I remember once in class, Lena said “always come in and expect the class to be hot and hard.  Be surprised when it’s cold and easy.”  I have since tried to bring that to other areas of my life, and boy has it made things more doable.  When I sail a race and I expect it to be long and freezing, I can relax and have fun out there because I got what I expected.  It’s a tiny shift in perspective that has made a huge difference.  It has made me realize that managing expectations is so paramount to the realization of happiness.

Often times for me, managing my expectations has more to do with having no expectations.  I do best on my yoga mat when my mind is clear, and I am able to focus on what is presently happening.  Not bracing for a flailing standing bow if i was failing at standing head to knee.  I just want to enjoy the moments when I am doing well, and work through the moments when I could be doing better.  By doing this, I think I can truly live in my moments of happiness, and I have definitely been having a lot of those lately.
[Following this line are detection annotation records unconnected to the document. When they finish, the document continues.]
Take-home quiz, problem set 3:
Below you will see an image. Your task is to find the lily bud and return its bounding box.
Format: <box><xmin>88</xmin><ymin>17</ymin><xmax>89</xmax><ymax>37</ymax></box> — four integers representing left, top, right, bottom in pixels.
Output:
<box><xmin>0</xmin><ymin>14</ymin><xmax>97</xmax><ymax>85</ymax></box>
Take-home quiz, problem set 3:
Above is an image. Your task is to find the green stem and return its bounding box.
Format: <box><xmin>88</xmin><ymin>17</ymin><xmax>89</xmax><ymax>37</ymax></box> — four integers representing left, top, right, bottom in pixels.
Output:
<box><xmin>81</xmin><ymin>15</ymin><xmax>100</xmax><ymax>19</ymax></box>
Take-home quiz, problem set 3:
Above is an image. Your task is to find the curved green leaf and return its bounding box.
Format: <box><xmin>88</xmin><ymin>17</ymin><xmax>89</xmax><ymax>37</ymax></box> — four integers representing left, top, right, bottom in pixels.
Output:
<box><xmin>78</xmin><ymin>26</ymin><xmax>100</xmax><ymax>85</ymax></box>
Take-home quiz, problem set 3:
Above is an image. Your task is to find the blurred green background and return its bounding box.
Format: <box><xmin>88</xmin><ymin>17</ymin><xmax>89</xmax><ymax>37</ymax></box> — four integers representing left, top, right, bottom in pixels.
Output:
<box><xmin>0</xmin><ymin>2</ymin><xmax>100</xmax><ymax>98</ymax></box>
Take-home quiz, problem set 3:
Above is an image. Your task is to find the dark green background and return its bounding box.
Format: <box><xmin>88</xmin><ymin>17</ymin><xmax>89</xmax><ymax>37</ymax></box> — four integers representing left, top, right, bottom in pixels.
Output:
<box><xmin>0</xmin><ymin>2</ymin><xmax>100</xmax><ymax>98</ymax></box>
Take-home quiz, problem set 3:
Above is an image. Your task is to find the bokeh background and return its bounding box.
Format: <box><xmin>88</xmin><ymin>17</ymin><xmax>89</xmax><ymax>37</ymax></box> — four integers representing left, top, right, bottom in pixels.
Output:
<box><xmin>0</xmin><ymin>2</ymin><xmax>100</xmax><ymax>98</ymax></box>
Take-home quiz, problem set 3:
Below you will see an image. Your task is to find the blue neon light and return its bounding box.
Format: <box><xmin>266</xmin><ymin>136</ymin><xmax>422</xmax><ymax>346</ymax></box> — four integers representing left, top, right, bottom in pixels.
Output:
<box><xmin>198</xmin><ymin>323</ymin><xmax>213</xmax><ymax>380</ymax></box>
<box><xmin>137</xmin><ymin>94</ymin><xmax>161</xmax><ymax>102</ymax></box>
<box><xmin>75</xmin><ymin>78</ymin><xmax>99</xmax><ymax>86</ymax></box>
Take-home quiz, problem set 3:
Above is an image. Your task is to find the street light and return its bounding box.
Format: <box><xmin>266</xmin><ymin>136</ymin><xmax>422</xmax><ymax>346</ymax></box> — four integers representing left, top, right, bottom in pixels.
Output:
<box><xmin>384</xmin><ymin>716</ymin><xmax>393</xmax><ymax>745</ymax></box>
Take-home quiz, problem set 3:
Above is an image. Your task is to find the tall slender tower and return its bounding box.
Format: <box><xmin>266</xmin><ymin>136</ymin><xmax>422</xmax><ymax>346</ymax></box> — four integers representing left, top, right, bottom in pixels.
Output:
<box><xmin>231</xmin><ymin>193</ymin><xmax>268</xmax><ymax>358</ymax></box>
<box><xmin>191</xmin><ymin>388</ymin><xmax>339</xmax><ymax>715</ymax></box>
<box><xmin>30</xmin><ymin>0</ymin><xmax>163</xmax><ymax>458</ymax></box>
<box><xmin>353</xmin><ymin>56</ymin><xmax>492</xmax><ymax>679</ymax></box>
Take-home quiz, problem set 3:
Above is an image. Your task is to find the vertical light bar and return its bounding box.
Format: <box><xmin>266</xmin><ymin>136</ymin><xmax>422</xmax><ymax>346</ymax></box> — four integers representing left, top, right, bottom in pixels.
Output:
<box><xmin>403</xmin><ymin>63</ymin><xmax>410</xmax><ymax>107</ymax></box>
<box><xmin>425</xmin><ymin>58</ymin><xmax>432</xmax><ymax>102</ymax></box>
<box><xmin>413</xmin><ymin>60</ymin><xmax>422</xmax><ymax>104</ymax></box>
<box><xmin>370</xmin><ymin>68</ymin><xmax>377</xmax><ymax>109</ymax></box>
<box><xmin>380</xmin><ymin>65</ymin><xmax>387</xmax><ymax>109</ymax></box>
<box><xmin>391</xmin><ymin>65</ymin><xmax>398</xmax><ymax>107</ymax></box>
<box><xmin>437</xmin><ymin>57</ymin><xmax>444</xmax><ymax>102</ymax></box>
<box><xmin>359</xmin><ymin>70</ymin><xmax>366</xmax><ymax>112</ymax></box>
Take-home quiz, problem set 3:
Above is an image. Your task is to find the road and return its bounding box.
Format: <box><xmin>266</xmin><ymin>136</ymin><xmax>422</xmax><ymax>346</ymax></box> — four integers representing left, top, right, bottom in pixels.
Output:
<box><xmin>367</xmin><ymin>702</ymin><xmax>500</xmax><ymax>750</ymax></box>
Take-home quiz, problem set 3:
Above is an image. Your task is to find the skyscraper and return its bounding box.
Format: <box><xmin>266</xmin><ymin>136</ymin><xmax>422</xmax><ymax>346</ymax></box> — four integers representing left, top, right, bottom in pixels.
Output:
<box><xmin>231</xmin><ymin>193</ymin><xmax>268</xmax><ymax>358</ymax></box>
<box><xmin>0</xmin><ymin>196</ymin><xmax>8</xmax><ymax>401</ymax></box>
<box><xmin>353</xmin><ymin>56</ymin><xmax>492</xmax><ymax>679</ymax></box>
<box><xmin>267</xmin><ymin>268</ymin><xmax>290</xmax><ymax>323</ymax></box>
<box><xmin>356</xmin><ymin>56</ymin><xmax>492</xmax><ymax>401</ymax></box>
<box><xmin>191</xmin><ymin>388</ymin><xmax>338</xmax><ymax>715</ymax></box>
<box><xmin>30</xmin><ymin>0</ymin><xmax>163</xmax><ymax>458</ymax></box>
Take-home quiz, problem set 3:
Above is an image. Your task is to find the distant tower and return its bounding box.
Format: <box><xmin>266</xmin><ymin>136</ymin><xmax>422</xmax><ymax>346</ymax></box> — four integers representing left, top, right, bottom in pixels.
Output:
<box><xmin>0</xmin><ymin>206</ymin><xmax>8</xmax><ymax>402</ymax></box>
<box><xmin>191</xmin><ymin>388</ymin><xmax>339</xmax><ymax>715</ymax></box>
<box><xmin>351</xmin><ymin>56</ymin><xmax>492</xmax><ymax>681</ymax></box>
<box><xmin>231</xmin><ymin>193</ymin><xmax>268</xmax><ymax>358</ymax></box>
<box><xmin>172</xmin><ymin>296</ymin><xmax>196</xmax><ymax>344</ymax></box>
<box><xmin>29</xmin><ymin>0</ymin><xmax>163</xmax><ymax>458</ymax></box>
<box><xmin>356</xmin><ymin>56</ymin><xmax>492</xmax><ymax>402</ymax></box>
Of course that’s the kicker: you have to be willing to stay present in your moments of sadness as well, and that’s not nearly as simple.  How easy is is to count down the seconds until balancing stick is over, or to try to think about something else when your throat is choked in rabbit pose?  Those are the times when staying mentally engaged in the postures is difficult, and similarly the difficult times in life are when I would rather have a glass of wine (or four) than problem solve.  

More later, I have to run to class.  Day 13!